Стихийный буддизм в Вешняках

Тимофей Ковальков
          Рассказы из книги "Игрушечные люди.Синий луч"
          https://ridero.ru/books/igrushechnye_lyudi_sinii_luch/
               

     Слово «вешняк» означает объездную дорогу, прокладываемую на время половодья. Однако в народе ходит и иная трактовка. Говорят, что станция железной дороги «Вешняки», находившаяся до войны за городом, под Москвой, служила конечным пунктом для поездов с необычным грузом. Сюда свозили тела расстрелянных и попросту сваливали их на пустырях. Если дело было летом, трупы кое-как присыпали землей, а если зимой — никто особенно не заморачивался. Весной, когда припекало солнышко, снега таял и проходившие мимо обыватели замечали, как из-под него выглядывают неприятные сюрпризы — «вешняки».

     В незабвенные годы застоя вокруг станции, по приказу партии и правительства, выстроились до самого горизонта кварталы одинаковых серых девятиэтажек. В тесных квартирках обитала неприхотливая, стойкая к невзгодам публика. Никто ни на что не жаловался. Старушки у подъезда говорили так: «Сквозит в окна — заткни щели ватой, лопнул стояк — надень резиновые сапоги». В подъездах нещадно несло кошачьим калом и человеческой мочой. Но жильцам было некогда принюхиваться. После работы у станка они стояли в нескончаемых очередях в окрестных магазинах. Светлое будущее в Вешняках никак не наступало. Борьба коммунизма против темных сил запада пробуксовывала. А белая горячка вырывала из коллектива лучшие умы. В такой обстановке и родился наш скромный герой Казимир Адольфович.

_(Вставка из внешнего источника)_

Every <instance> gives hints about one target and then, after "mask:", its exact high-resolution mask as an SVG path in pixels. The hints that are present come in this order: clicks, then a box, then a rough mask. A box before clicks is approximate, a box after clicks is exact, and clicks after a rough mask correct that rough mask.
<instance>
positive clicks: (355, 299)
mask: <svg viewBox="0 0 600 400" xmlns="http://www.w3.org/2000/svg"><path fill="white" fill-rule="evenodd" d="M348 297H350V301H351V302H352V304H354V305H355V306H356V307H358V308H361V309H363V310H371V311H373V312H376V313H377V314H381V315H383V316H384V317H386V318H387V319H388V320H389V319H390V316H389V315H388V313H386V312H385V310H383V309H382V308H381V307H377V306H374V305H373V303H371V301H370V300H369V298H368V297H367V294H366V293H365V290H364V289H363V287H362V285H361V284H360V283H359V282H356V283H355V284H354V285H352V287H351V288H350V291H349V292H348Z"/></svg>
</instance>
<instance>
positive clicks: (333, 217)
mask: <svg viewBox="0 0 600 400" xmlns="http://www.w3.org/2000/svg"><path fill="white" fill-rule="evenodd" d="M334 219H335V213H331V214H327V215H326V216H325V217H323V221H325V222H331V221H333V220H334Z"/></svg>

    В Вешняках как-то не принято было внимать наукам. Несчастные педагоги местных школ часто болели. Иные отправлялись с неврозами и инфарктами в клиники, другие под звуки медных труб ехали прямиком на кладбище. Выжившие обрастали корой индифферентности и напоминали сломанных роботов из фантастического кинофильма «Москва-Кассиопея». Ученики бесились от безделья и никак не могли запомнить, что такое косинус. Наследственная олигофрения портила процент успеваемости. Поэзия Пушкина усваивалась из рук вон плохо. Военруки рвали на себе последние волосы, а иностранные языки вообще пролетали мимо сознания. Зато древо жизни зеленело пышно. Девочки беременели, не дожидаясь аттестата. Мальчики, не стесняясь, отхлебывали из стаканов беленькую и дымили как фабричные трубы. Процветала мелкая преступность и пакостное дворовое хулиганство.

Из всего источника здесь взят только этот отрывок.